Exercise is making our kids smarter. That’s what is being proven within the walls of Traverse City Area Public Schools, where Movement Labs are leveraging the benefits of exercise to dramatically improve students’ reading skills.

Movement is “fertilizer for the brain,” says physical education advocate Patti Tibaldi, quoting author John Ratey, as she describes the link to exercise and brain patterning. And the “fertilizer” initiatives for Traverse City elementary students are having phenomenal results.

When the action-based learning labs first began in Central Grade School kindergarten classes, “scores were the best [the school] ever had—for reading scores and fitness scores,” Patti says. “The improvement was off the charts.” Ninety percent of the children were at or above grade-appropriate reading level.

Thanks to a recent Michigan Health Endowment Fund and Munson Healthcare grant for $42,000, the Movement Labs are continuing to help students. First graders have joined the program at Central Grade School, as have kindergarteners at Cherry Knoll Elementary.

The Movement Labs consist of a special 30-minute physical education class immediately followed by a reading course, three days a week. The physical education component concentrates on balance, coordination and patterning with movements like jumping rope, rhythming hand games, crawling and hopping from one place to another.

“Reading is patterns,” Patti says. “Jump rope, rhythm, balance—they have a lot to do with your ability to learn patterns.”

A TCAPS trip to Naperville, Illinois inspired staff to start the Movement Labs.
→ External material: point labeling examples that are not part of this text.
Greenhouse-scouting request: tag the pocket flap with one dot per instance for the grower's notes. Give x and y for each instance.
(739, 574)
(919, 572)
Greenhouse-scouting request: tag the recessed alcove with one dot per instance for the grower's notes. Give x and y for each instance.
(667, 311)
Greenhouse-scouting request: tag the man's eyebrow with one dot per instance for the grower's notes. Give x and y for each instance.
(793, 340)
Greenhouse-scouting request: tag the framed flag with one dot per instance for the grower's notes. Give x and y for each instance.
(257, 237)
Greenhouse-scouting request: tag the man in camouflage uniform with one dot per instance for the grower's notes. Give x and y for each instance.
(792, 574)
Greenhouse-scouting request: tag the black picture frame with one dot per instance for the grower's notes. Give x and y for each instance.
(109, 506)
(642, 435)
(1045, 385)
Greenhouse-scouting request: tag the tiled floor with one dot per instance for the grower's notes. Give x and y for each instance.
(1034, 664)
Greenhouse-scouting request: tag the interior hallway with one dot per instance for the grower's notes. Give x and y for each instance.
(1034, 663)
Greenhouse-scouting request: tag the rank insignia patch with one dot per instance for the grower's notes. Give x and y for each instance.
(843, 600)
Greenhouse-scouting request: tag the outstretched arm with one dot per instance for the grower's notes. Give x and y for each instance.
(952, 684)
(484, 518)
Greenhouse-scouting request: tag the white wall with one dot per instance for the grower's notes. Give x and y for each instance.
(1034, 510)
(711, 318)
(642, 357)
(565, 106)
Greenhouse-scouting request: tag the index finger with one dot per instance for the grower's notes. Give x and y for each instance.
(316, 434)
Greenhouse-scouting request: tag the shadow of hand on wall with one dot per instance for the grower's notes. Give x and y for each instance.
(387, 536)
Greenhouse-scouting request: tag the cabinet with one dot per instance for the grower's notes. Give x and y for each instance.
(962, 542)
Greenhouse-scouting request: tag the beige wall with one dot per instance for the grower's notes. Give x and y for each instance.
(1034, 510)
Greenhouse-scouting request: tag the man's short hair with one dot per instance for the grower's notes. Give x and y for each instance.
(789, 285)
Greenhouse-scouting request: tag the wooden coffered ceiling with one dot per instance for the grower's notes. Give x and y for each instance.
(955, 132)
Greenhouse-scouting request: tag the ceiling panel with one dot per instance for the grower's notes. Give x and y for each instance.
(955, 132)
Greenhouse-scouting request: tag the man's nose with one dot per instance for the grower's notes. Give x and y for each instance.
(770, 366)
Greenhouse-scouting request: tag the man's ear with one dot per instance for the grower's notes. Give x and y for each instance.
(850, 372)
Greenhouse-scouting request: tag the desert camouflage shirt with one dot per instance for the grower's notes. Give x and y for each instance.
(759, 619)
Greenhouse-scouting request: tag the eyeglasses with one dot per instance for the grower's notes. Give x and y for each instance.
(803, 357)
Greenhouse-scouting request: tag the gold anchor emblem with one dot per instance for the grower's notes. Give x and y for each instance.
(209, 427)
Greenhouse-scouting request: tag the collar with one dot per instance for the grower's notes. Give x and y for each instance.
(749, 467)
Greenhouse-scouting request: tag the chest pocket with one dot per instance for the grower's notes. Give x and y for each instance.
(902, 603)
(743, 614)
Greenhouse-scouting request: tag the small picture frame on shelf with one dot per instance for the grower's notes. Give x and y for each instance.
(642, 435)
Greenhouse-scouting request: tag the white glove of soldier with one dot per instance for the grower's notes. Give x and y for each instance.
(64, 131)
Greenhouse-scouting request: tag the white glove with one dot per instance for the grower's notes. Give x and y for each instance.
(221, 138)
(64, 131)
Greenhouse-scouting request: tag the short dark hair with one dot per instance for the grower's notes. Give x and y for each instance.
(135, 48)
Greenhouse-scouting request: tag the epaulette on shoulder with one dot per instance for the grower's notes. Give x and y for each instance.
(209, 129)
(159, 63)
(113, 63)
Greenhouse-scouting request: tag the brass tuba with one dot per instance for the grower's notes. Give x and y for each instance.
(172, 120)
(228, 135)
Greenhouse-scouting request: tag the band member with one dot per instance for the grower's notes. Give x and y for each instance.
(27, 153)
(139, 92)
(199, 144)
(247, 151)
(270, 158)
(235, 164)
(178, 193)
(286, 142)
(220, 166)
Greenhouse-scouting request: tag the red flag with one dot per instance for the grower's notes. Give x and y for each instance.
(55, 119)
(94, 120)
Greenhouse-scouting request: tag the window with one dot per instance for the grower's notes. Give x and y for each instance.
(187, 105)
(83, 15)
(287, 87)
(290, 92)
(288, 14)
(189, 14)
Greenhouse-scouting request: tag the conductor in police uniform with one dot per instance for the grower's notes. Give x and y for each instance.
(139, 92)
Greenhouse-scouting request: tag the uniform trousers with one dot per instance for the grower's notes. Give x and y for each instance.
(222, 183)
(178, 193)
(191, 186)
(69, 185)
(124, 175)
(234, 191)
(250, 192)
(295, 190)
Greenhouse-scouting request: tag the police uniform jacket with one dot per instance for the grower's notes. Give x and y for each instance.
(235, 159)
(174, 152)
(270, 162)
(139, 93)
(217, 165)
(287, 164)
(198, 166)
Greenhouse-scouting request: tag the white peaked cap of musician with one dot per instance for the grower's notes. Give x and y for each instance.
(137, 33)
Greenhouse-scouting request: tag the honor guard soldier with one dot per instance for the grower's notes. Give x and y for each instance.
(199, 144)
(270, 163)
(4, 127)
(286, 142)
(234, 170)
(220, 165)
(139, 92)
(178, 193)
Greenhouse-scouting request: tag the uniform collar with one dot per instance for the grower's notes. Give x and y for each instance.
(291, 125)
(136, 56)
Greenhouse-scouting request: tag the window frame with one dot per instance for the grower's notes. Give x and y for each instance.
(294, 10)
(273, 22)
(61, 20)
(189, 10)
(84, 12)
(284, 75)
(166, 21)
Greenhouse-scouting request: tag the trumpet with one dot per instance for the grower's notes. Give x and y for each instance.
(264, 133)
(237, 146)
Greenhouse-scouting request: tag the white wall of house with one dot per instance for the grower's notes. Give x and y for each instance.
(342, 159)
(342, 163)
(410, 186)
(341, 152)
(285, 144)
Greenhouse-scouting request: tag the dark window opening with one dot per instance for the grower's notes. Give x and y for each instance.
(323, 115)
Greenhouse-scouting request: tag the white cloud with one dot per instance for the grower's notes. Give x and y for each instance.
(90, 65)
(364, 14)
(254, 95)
TCAPS representatives observed the school district’s physical education program, which includes mandatory physical education for kindergarten through 12th grade. Naperville conducted a study of borderline-reading high school students—having them participate in pattern-based physical education courses followed by reading courses. Over a semester’s time, reading scores went up over a grade and a half in the test group, which far outpaced students in the control group.

“We had been doing things at TCAPS with nutrition and physical education,” Patti says, such as adding an additional day of physical education each week for kindergarten through second-grade students.

In addition to Movement Labs three days a week and the traditional one-day-a-week physical education course, the newly added day of physical education makes a rare, but important, full week of physical education, Patti says.

“I think we lose focus so much because we’re so worried about their grades,” Patti says. “I think it’s so important that we recognize the basic skills it takes to be healthy. It’s the greatest gift we can give our kids. And our community is really trying together [in this initiative], and this is a real example of that kind of collaboration.”

A proven example of past success in educating kids about health importance, Patti mentions, is that of smoking. “When they started in schools saying smoking is bad for you, what happened? It came home,” she says. “I think it’s the same thing. If we can start at the lowest level and teach kids healthy habits, it’s a lifetime decision you make. Look at how the rates of smoking have lowered.”

“It shows the power of community and collaborating.”